In June 2013, Boise journalist Nathaniel Hoffman and writer Nicole Salgado, who now lives in Mexico, entered the United States Capitol building in Washington D.C. with two suitcases and started going door to door. Their mission: to deliver a copy of their book Amor and Exile: True Stories of Love across America’s Borders to all 535 members of the United States Congress. The book weaves Hoffman’s traditional reporting with Salgado’s personal narrative of her life as an American citizen who was forced to leave her country in order to preserve her family.

“We spent two days delivering the books,” said Hoffman, who edits Boise State University’s online journal of popular scholarship, The Blue Review. “When the representatives realized we were the actual authors, they came out of their offices and engaged with us. We had an opportunity to tell them our ideas about immigration. Once we know someone in this situation, it is easier for us to understand the real issue – it’s the same for members of Congress and their staff. They need to meet people like Nicole who are affected and disenfranchised by their laws.”

Hoffman and Salgado first met at Cornell University where Hoffman majored in African Studies. Their friendship continued when they were both living in California, where Hoffman covered immigration issues for the Contra Costa Times and Salgado met her future husband Margo, an undocumented Mexican immigrant. “I got interested in this issue because immigration is all sound bite journalism,” Hoffman said. “Nicole was actually living this. I wanted to get beyond the sound bites – to tell the stories of American citizens who were impacted by immigration laws.”
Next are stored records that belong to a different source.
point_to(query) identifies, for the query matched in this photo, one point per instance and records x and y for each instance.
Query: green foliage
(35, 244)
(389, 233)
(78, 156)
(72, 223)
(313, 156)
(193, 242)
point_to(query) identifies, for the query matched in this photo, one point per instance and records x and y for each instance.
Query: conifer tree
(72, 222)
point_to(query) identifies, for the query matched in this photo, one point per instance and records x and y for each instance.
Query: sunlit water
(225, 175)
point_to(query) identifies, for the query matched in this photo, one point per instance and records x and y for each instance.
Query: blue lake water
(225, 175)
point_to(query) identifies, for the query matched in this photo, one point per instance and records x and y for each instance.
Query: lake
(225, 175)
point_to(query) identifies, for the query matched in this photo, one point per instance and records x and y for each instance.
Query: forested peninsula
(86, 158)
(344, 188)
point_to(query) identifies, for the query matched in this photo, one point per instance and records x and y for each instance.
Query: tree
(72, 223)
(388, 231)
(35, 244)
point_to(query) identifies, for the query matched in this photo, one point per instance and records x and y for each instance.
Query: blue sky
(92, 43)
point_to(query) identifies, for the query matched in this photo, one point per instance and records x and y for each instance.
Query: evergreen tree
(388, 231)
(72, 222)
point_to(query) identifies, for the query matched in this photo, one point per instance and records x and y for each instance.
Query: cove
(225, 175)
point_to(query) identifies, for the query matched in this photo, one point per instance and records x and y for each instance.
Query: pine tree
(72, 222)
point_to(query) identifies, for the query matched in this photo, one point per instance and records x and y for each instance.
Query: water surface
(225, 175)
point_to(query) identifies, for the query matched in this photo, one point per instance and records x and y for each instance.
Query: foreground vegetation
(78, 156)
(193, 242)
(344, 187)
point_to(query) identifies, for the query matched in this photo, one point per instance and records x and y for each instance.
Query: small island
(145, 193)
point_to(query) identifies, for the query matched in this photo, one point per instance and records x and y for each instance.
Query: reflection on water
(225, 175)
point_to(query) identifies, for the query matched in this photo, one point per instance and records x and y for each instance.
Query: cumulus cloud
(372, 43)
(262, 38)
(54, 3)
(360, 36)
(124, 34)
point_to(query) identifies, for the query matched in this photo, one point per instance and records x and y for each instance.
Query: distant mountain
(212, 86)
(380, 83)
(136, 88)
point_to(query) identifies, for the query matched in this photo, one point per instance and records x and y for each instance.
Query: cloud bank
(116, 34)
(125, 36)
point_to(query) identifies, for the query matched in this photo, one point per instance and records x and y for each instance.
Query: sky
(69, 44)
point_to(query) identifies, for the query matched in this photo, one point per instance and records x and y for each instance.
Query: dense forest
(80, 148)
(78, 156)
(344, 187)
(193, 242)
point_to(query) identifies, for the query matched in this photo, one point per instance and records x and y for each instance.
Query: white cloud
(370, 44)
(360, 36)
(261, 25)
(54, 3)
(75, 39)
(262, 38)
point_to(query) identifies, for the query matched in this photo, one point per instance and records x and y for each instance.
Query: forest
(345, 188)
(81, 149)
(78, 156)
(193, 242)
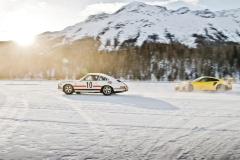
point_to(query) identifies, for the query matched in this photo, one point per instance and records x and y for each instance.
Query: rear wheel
(107, 90)
(188, 88)
(68, 89)
(220, 88)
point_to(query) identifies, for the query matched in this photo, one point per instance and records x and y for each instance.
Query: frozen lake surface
(151, 121)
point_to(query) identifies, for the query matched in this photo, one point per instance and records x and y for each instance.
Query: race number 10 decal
(89, 84)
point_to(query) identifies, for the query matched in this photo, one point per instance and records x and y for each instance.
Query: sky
(27, 18)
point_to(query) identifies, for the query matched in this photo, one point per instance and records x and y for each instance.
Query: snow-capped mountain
(141, 22)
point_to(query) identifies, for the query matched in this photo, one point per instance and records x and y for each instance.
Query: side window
(91, 78)
(101, 78)
(204, 80)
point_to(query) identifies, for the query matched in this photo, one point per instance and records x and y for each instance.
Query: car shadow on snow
(129, 100)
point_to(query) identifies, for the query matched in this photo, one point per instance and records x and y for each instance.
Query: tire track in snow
(11, 112)
(97, 125)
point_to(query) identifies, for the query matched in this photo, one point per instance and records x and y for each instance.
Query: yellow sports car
(205, 84)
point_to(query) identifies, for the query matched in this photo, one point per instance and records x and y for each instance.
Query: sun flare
(24, 40)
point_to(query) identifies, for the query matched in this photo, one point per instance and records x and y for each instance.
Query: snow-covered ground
(151, 121)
What Hoffman learned surprised him. Like most Americans, he assumed that an American citizen could bring a foreign-born spouse into the country. But since the Illegal Immigration Reform and Immigrant Responsibility Act of 1996, that has not been the case for many couples.

While researching the book, Hoffman traveled to Mexico to get both sides of these poignant and painful stories. He was particularly moved by the story of Veronica, a woman who lives in Canyon County, and her husband Juan, who has a 20-year ban from entering the United States and, as a result, now lives apart from his wife and children in Michoacan, Mexico. “Her husband was deported, and she was a single mother overnight,” Hoffman says. “They had no time to plan. They had a normal life in Nampa together (he was supporting her and the family) and now she is on welfare, struggling to raise her daughters alone.”
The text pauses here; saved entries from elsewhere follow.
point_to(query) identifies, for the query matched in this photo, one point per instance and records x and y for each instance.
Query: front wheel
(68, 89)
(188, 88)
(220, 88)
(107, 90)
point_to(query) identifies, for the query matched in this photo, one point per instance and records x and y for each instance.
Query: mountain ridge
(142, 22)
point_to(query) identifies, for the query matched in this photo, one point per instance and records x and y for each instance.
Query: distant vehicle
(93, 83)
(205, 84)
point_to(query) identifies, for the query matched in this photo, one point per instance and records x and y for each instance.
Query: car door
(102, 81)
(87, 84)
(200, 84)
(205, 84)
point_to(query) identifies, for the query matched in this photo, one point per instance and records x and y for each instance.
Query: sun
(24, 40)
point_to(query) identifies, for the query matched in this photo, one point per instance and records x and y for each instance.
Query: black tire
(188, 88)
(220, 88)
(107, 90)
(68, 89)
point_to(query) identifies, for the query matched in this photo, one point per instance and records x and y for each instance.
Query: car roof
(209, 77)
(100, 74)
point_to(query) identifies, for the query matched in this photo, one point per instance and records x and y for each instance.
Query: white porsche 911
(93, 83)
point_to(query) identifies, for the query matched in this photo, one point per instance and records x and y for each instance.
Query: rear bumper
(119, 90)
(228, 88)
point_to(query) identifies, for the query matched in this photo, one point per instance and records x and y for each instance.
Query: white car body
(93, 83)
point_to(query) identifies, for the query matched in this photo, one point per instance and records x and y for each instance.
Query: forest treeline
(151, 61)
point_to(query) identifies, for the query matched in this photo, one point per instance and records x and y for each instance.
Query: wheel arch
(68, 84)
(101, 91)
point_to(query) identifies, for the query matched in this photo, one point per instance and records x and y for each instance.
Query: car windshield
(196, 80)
Hoffman and Salgado decided to write a book together in 2010. Three years later, just as immigration reform sound bites started to dominate the news again, they completed Amor and Exile and decided to crowd-fund its publication. They raised more than $12,000 with an IndieGoGo campaign, enabling them to print 1000 copies of the book and make their trip to
Washington D.C.

Hoffman and Salgado plan to take their message to corporate America next, providing a copy of the book to CEOs. “The stories are hard for people to tell, because the stakes are so high,” Hoffman says. “Your family could be split apart.” Still, he hopes that their book will provide a meaningful context for the immigration conversation. “These are real couples, real stories,” he says.